With a workable flame going, I matter-of-factly placed the useless lint on the flame and sat back to take in the view. My whole body relaxed as I leisurely tossed more sacrifices to the growing fire. All I had to do now, was get it hot enough to make my coffee. As I waited for that to brew, I quickly messaged a friend who offered me advice on how to better save my embers. I now know this is called, “banking.” I was going to be gone all day, so I wasn’t too confident with my banking efforts. It’s a good thing I was pessimistic because when I returned, 8 hours later, all that was left, was ash. Tired and super hungry, I knew cold apples and veggies weren’t going to cut it; I wanted that spaghetti and meatballs. Time to bust out the flint.

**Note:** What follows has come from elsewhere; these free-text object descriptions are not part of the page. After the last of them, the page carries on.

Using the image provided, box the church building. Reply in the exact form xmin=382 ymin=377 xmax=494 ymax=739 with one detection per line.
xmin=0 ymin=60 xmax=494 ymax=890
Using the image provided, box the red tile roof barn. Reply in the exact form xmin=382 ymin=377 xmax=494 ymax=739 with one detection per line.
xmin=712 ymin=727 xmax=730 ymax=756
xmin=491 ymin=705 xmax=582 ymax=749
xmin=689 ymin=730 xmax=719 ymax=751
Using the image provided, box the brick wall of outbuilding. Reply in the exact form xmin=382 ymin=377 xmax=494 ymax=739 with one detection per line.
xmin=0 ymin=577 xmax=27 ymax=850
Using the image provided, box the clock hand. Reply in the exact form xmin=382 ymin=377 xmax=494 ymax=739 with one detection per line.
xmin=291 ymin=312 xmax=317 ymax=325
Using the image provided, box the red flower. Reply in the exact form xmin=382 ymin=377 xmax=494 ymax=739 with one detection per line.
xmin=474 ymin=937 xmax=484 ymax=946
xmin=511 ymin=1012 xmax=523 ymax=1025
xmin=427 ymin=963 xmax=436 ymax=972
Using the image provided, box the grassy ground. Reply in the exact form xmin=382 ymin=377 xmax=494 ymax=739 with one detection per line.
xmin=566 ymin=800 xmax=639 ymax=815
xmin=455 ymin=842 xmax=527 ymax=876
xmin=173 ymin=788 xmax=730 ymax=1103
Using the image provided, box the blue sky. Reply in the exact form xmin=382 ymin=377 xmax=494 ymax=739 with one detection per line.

The sun had already set, and the morning shenanigans popped back into my head to spread some self-doubt. I had never used a flint, I was using lint again (yippee), and I had seen people struggle with directing the sparks, so I mentally prepared myself for another round of frustration. I remained standing, put the lint nest on top of the stove, and started flicking one, two, three. Cute little sparks appeared but no takers. Again, four, five, six and that sixth strike created a spark that did a perfect swan dive into the lint and the lint responded instantly, and I mean INSTANTLY.
It was so fast I almost didn’t believe what I was seeing. It took me a second to fumble and grab the burning debris. Once it was in my hands though, I took a few more seconds to admire and watch it burn before transferring it into the stove. I still can’t believe how easy that went. I also can’t believe that a tiny spark did more lint damage than an ember. Perhaps I was too harsh about safety experts and Bear Grylls.
**Authors note on getting comfortable with discomfort. I learned this rule with regards to being tied up or restrained. I tend to be overly prepared for encounters with evildoers, so yes, I intentionally sought out this training. So here is the knowledge bomb behind my favorite rule:
Being tied up isn’t just about being restrained, an experienced captor can tie knots on the body’s pressure points to cause pain. This deters a captive from moving or trying to escape. The first time I was bound with rope, I was told that until I got free, “I would feel pain every time I moved or fidgeted.” I can tell you it SUCKS. I once had a knot tied so hard that it instantly made a sweat breakout on my neck and back and prompted me to heave and vomit a little in my mouth (there’s a video). This was obviously a potent deterrent to moving but I had to keep going to get out of the bind (which I did).
Chances are a captor doesn’t tie up someone to shower them with love and affection (or if they do it is one-sided), so that’s the motivator to endure some self-induced pain. The notion of dislocating a shoulder or breaking a finger must be an option to increase chances of escape and survival. That’s the “heavy” part of this rule, but this type of thinking helps me get through challenges of a less extreme nature...such as tough physical workouts or in this case, winter camping. Get comfortable with discomfort. Here endeth the author's note.